Quentin Tarantino Doesnt Care for Bill Murrays 1980s Movie Redemption Arcs

Quentin Tarantino just wants flawed characters to own being the antihero.

Tarantino penned in his new book “Cinema Speculation” that the decline of unlikeable leads marked “the curse of eighties cinema,” with feel-good films swooping in because they were easier to market to mass audiences after a dark ’70s.

“It was that complex and complicated lead characters of the seventies were the characters that eighties cinema avoided completely,” Tarantino wrote. “Complex characters aren’t necessarily sympathetic. Interesting people aren’t always likable. But in the Hollywood of the eighties, likability was everything.”
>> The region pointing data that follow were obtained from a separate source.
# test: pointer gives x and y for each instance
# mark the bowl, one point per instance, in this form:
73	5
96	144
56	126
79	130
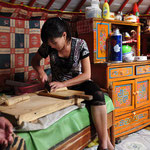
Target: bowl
128	57
140	58
126	49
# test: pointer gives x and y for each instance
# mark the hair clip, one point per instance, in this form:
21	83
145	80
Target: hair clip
60	18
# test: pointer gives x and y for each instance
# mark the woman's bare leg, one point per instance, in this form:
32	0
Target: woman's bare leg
99	115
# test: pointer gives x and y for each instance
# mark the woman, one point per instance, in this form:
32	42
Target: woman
70	66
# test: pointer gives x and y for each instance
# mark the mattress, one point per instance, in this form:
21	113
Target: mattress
69	124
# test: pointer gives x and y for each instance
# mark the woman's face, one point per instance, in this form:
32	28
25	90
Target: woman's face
58	43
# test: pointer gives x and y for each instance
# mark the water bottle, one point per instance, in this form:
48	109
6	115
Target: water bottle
116	47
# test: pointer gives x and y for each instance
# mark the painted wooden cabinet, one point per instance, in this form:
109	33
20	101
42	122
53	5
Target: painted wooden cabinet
128	83
96	32
129	87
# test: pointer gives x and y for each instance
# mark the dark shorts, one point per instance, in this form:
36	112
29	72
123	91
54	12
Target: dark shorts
91	88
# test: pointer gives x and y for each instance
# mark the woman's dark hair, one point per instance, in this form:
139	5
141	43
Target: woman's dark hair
54	28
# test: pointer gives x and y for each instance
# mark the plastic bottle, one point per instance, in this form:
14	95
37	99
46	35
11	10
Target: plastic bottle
94	10
136	11
116	47
106	10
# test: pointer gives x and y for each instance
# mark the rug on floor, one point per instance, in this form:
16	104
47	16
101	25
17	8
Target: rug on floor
139	140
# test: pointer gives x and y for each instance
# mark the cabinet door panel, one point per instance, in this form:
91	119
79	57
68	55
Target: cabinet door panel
120	72
142	88
123	96
100	50
142	69
128	123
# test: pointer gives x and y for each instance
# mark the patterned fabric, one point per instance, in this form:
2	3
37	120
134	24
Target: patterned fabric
66	68
19	40
18	144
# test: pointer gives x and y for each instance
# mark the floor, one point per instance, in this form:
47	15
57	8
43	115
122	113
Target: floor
139	140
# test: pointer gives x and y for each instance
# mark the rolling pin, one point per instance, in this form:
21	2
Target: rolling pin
16	99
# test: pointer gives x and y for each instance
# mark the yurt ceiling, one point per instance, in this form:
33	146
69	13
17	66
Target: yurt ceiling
125	6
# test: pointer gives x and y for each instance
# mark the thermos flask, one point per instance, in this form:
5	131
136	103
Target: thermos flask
116	47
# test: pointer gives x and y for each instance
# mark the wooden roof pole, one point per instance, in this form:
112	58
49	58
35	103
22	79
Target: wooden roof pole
147	11
123	5
139	2
31	3
110	2
65	5
49	4
12	1
79	5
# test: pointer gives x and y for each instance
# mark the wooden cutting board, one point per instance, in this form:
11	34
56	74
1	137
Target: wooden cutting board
36	107
66	94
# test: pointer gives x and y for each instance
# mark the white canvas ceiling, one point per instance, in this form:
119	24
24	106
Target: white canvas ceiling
72	5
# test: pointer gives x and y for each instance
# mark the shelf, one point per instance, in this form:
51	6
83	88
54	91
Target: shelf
129	41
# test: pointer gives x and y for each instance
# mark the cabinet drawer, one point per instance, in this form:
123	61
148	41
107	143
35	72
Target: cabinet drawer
120	72
131	121
142	69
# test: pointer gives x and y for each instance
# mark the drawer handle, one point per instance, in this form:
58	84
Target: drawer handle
145	69
121	72
135	93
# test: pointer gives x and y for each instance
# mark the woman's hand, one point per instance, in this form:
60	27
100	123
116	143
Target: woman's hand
43	77
56	85
6	130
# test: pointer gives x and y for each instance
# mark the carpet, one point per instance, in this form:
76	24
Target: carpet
139	140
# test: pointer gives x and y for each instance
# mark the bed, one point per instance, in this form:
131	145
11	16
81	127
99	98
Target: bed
72	131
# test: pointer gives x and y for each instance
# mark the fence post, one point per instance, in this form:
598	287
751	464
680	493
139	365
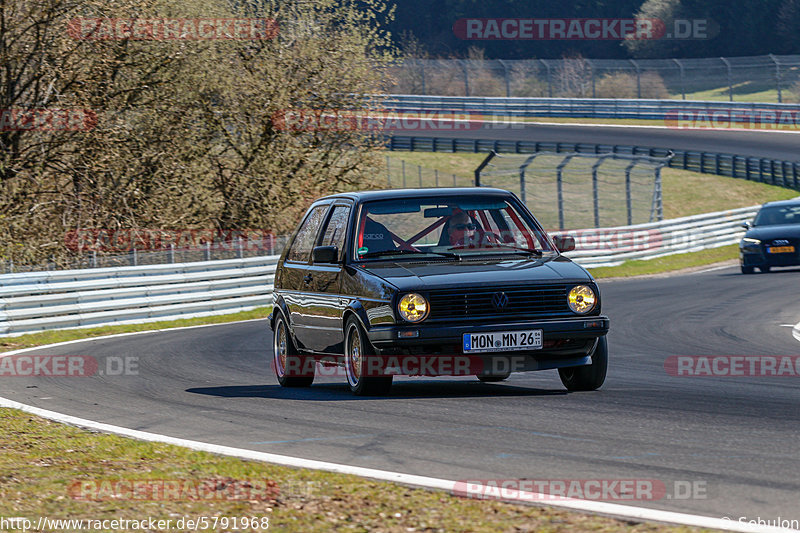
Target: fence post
595	193
638	79
628	196
505	74
466	76
422	75
683	88
777	77
549	79
560	187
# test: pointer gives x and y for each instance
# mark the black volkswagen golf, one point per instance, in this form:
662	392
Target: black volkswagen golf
773	239
432	282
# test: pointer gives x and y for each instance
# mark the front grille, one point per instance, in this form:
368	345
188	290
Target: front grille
531	301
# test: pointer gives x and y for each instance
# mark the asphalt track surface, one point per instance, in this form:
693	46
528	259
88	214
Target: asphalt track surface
760	143
737	437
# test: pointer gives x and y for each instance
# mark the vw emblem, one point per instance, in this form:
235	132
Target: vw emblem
499	300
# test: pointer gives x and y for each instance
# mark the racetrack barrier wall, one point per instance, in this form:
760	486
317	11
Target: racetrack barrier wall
38	301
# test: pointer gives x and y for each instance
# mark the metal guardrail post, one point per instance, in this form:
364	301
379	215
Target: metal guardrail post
506	76
638	78
595	192
683	88
560	189
777	77
628	195
549	79
730	78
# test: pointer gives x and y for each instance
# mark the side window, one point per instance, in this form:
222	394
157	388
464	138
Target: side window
337	227
304	242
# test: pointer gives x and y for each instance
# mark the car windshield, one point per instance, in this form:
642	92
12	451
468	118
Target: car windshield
456	228
778	215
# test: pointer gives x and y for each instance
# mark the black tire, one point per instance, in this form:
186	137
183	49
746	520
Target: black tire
493	378
589	377
285	355
357	351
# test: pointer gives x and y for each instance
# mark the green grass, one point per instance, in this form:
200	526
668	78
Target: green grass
669	263
52	337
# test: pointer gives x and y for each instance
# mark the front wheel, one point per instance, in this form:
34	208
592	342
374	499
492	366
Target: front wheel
357	354
288	365
588	377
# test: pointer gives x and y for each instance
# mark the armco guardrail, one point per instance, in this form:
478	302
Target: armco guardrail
613	246
37	301
742	112
765	170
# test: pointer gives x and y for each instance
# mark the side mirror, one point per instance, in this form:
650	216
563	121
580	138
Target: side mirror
325	254
564	243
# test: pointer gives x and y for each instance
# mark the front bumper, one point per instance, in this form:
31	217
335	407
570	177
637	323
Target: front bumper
758	257
566	341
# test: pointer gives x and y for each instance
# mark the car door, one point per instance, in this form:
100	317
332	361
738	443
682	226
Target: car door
327	306
297	291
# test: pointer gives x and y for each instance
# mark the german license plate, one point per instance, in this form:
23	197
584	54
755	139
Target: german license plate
780	250
503	341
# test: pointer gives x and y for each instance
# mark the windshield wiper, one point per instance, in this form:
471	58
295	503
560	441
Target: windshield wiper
531	251
403	252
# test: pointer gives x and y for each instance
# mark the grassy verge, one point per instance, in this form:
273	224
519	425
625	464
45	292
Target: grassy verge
52	337
669	263
62	472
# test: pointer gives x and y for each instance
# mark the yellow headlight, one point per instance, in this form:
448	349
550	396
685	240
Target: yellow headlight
581	299
413	307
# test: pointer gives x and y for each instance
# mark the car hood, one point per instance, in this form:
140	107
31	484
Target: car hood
509	271
768	233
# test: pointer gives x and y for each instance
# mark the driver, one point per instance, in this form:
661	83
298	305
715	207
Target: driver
461	230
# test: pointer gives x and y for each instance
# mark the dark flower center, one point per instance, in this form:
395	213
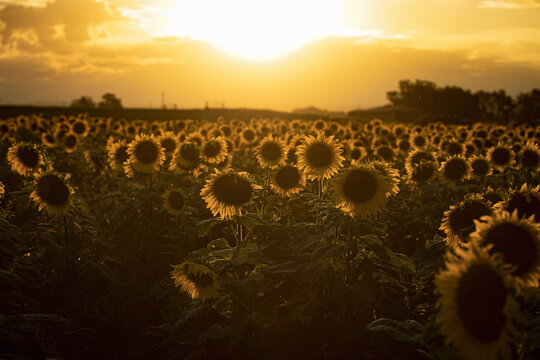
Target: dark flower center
287	177
232	189
271	151
28	156
480	300
319	155
360	186
52	190
146	152
516	244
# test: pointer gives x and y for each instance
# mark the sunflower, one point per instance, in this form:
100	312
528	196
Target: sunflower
525	200
117	154
454	169
476	309
187	157
458	221
24	158
226	192
145	154
320	157
529	156
215	150
361	190
518	240
70	141
288	180
271	152
52	192
500	156
480	167
174	201
196	280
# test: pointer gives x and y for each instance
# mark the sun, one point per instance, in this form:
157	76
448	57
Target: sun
256	30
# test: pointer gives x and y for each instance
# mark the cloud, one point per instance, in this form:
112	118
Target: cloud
509	4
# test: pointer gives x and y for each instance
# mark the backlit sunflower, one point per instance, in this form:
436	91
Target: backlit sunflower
458	221
145	154
187	157
361	190
52	192
214	151
117	154
500	156
196	280
518	240
320	157
24	158
529	156
454	169
288	180
271	152
226	192
476	309
174	201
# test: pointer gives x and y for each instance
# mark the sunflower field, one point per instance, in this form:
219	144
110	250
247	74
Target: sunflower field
268	239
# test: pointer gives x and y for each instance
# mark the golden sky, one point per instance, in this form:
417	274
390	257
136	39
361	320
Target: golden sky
278	54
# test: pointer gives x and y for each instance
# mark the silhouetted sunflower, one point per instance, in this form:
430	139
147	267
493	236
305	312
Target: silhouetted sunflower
476	309
24	158
500	156
117	154
174	201
226	192
52	192
518	240
271	152
529	156
196	280
145	154
458	221
319	157
361	190
214	150
288	180
454	170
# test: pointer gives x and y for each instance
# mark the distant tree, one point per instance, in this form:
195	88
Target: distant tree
528	107
84	102
110	101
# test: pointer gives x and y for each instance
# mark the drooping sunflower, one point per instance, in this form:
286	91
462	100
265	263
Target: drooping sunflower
529	156
288	180
500	156
361	190
117	154
226	192
480	167
271	152
320	157
215	150
174	201
476	309
196	280
145	154
454	170
187	157
517	239
458	221
24	158
52	192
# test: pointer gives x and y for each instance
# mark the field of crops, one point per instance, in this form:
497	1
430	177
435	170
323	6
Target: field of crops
268	239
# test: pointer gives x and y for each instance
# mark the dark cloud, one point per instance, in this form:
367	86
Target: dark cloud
59	21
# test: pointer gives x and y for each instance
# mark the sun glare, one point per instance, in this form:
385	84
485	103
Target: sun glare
259	30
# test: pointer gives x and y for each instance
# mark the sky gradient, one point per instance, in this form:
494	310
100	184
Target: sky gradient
337	55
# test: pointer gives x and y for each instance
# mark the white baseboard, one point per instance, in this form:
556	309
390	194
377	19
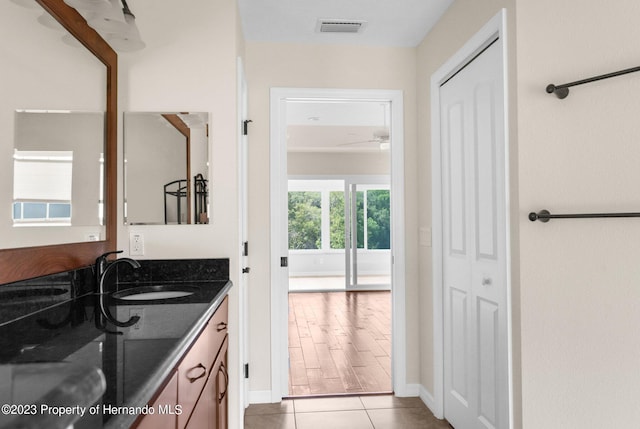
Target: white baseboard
407	390
429	401
260	396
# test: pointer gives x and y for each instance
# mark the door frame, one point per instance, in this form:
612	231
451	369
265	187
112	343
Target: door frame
495	27
243	230
279	243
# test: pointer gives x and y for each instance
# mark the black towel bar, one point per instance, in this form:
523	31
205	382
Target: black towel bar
545	216
561	91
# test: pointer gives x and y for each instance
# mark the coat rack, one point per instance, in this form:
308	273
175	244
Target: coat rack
545	216
561	91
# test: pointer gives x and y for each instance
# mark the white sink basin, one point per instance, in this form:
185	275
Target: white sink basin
149	293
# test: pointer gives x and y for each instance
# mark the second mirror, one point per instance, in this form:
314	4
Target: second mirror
166	168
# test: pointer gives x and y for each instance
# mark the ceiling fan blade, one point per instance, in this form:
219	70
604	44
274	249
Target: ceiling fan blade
358	142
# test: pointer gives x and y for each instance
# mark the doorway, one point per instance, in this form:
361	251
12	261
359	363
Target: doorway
281	99
471	245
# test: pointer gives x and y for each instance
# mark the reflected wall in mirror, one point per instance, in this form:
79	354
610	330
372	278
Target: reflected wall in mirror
58	178
166	164
51	177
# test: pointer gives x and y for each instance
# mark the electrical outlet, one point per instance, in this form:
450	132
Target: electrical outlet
136	244
92	236
137	312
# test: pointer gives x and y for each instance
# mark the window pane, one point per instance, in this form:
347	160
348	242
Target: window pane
336	219
378	219
360	218
59	210
17	211
35	210
305	220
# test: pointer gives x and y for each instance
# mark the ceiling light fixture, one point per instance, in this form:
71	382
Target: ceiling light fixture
128	40
110	21
113	20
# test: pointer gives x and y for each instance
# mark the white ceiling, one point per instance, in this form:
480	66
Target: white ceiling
336	125
333	126
389	22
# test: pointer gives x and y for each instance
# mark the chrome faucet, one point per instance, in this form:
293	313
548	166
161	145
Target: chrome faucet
103	267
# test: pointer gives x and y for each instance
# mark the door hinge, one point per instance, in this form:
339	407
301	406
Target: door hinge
245	127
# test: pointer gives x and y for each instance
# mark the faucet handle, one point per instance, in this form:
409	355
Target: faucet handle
101	262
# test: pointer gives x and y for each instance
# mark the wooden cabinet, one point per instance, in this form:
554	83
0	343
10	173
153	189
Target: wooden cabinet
200	383
165	416
221	375
193	372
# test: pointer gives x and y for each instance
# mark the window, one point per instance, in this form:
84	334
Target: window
317	215
305	218
42	187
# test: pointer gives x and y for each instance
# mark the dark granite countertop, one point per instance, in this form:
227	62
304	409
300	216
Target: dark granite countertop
135	360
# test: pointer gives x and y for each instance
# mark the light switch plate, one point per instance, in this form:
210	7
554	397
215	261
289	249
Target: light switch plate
136	244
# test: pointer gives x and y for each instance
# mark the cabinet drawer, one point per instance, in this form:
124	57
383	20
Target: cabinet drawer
218	328
192	375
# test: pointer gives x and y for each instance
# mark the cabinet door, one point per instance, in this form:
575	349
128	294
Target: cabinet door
222	387
165	408
192	376
203	416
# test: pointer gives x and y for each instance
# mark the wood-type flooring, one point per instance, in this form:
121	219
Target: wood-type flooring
339	343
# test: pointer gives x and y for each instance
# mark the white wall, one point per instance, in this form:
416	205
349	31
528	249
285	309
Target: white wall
189	64
290	65
338	163
579	278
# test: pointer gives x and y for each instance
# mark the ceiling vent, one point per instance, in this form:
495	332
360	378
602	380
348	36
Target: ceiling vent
340	26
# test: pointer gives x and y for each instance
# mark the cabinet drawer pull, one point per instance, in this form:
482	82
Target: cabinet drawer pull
223	370
199	366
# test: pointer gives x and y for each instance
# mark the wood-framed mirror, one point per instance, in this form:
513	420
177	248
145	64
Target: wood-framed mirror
29	262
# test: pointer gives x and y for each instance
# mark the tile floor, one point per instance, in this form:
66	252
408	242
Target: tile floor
346	412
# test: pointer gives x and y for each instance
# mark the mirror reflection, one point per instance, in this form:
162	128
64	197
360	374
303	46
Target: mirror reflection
166	168
52	132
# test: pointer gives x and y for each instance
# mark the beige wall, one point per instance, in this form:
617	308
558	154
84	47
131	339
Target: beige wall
337	163
291	65
190	64
461	21
579	278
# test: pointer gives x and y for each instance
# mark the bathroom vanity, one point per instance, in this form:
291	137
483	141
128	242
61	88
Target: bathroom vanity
168	369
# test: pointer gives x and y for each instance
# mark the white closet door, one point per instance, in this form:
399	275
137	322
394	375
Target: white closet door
474	244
The Academy Award winner continued, “If you did make a movie about a fucking bastard, you could bet that fucking bastard would see the error of their ways and be redeemed in the last twenty minutes. Like for example, all of Bill Murray’s characters.”

Tarantino explained that Murray’s onscreen persona as a sarcastic nihilist was completely thrown out when it came to the third act of Murray’s comedies, landing instead with a faux redemption arc for the actor.

“How does Murray in ‘Stripes’ go from being an iconoclastic pain in the ass, who deserves to get beat up by Drill Sergeant Warren Oates, to rallying the troops (“That’s the fact, Jack!”), and masterminding a covert mission on foreign soil? And ‘Stripes’ was one of the hip movies,” Tarantino wrote. “Film critics always preferred Bill Murray to Chevy Chase. Yet, more often than not, Chase remained the same sarcastic aloof asshole at the film’s end he was at the beginning. Or at least his conversion wasn’t the whole point of the movie as it was in ‘Scrooged’ and ‘Groundhog Day.’”

The “Pulp Fiction” auteur added, “Admittedly, when you don’t give a fuck about other people’s feelings, it probably does wonders for your caustic wit. But I’ve always rejected the idea that Bill Murray’s characters needed redemption. Yeah, maybe he charmed Andie MacDowell [in ‘Groundhog Day’], but does anybody think a less sarcastic Bill Murray is a better Bill Murray?”

Of course, Murray has yet to have a redemption arc in real life. Sexual misconduct and assault allegations have recently come to light, with Geena Davis accusing Murray of harassing her on the 1990 film “Quick Change” as well as Murray’s on-set behavior leading to upcoming Searchlight Pictures film “Being Mortal” being shelved indefinitely.